Pinole, along with Rodeo-Hercules and the Contra Costa Fire District's El Sobrante and San Pablo stations, constitute the three-agency Battalion 7, which, from an operational standpoint, functions as a de facto single fire department.

Administratively, however, the three agencies are governed by separate boards: the Pinole City Council, the county board of supervisors, and the elected Rodeo-Hercules board.

Pinole and Rodeo-Hercules have a shared fire chief in Charles Hanley.

Battalion 7 once had six stations, but two have closed: the Pinole Valley station and the Rodeo station.

Under a contract with Rodeo-Hercules, Pinole firefighters would become Rodeo-Hercules firefighters.

One factor in the cost of a contract with Rodeo-Hercules is the higher cost of retirement benefits. Pinole is part of the California Public Employees Retirement System, and Rodeo-Hercules is part of the Contra Costa County Employees Retirement Association, as is Contra Costa Fire. But because Rodeo-Hercules is the only agency in the latter system with a 2-percent-at-50 retirement formula -- Contra Costa Fire's is 3-percent-at-50 -- Rodeo-Hercules does not enjoy a lowering of rates that a large retirement pool would confer. The formulas refer to the percentage of salary retirees receive for each year of service.

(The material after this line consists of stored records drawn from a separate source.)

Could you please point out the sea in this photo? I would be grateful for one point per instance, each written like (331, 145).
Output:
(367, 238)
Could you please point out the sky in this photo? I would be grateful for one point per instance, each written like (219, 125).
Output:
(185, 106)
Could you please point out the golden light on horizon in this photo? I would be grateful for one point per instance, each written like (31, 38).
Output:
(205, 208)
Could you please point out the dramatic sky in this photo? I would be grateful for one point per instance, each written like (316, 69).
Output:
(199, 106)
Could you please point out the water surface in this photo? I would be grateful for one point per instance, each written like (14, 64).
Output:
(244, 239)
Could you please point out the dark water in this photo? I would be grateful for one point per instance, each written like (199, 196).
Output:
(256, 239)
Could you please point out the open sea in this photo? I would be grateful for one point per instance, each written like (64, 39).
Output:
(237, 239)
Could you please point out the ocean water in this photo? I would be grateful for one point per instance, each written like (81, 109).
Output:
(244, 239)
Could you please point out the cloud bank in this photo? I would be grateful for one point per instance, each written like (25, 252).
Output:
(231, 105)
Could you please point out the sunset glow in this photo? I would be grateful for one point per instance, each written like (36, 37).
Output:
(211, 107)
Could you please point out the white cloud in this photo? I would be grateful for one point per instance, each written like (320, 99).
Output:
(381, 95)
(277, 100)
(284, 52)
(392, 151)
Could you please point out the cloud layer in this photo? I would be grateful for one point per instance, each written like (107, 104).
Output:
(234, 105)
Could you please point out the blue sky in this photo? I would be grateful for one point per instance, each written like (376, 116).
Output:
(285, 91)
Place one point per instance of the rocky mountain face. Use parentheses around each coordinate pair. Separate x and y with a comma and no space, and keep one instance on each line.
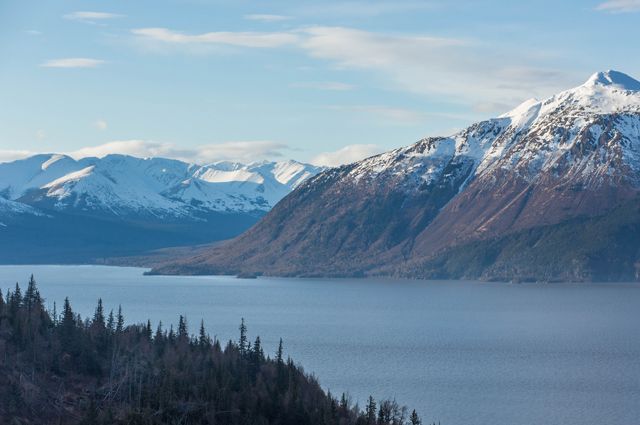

Hanley argued vainly that Pinole would derive numerous benefits from a contract with Rodeo-Hercules, among them greater efficiency, regional cooperation and cost-sharing, better fire prevention, and the prospect of opening three of the two agencies' combined four stations, two of which currently are shuttered. A federal grant awarded earlier this year, however, will reopen the Pinole Valley station at least part of the time over the next two years and possibly an additional year.